Turkish-born American business professor

Özalp Özer is an American business professor specializing in pricing science and operations research. He is the Ashbel Smith Professor of Management Science at the Naveen Jindal School of Management and also currently serves as an affiliated faculty at the MIT Sloan School of Management.

==Career==
Originally from Turkey, Özer attended Bilkent University, where he earned an undergraduate degree in Industrial Engineering in 1996. He then attended Columbia University where he received master's degrees in Operations Research and Financial Engineering, as well as a Ph.D. in Operations Research.
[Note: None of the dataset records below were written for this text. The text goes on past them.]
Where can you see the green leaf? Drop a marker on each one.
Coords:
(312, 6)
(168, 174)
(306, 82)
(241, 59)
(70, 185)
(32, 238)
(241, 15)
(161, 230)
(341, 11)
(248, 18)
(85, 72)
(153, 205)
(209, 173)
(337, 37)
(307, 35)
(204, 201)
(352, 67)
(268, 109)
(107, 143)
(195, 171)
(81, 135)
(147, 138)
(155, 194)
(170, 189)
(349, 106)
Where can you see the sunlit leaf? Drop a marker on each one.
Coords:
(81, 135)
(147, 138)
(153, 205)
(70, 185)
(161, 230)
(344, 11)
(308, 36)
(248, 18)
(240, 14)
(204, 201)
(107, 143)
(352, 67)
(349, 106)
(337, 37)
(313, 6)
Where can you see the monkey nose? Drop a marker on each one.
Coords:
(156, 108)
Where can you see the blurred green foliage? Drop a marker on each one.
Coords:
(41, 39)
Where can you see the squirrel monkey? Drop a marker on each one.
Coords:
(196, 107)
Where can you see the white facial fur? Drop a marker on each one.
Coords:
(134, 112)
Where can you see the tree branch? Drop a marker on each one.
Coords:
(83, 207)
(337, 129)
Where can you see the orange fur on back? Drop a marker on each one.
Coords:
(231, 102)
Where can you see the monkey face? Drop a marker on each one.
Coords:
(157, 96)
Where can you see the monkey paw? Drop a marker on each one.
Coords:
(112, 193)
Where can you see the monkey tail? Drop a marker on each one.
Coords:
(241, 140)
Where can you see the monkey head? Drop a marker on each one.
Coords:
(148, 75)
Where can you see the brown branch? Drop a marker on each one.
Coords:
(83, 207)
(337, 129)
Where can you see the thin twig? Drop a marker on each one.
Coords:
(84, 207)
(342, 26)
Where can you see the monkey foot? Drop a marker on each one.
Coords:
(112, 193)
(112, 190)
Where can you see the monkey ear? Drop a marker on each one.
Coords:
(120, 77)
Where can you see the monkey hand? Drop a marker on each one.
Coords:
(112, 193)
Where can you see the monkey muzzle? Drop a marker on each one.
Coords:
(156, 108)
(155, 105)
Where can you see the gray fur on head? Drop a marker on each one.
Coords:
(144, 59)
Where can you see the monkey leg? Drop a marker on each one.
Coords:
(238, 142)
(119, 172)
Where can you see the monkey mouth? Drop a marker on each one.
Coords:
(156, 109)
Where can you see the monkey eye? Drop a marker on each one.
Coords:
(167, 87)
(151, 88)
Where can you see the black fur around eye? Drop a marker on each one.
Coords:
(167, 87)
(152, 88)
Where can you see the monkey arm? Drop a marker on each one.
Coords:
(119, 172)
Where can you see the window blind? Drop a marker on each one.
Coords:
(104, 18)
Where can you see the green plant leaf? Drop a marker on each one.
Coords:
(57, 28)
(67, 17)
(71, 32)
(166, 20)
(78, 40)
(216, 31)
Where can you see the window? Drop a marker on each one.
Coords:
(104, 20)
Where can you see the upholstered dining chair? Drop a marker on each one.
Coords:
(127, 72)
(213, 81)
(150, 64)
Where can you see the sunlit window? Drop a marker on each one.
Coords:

After receiving his Ph.D. in 2000, Özer worked as an assistant professor in the Management Science and Engineering Department at Stanford University until 2007. During this time he was awarded the Wickham Skinner Early-Career Research Accomplishment Award by the Informs Manufacturing and Service Operations Management (M&SOM) journal as well as the Eugene L. Grant Award for Excellence in Teaching at Stanford in 2004 and 2005. After working as an associate professor at Columbia University, he then took a position at the University of Texas at Dallas, at which time he was increasingly active in the M&SOM research community, receiving the M&SOM Meritorious Services Award in both 2011 and 2012.

While at the Naveen Jindal School of Management his research interest began to focus on behavioral factors and influences in supply chains. In 2013 his work was recognized as Runner-Up for the Behavioral Operations Management Society Best Working Paper Award. In 2014, Özer was awarded the Best Paper Award by Management Science for his research in Trust in Forecast Information Sharing.

Özer is currently one of the associate editors for the journals Management Science and Operations Research. Özer is also co-editor, along with Robert Phillips, of The Oxford Handbook of Pricing Management.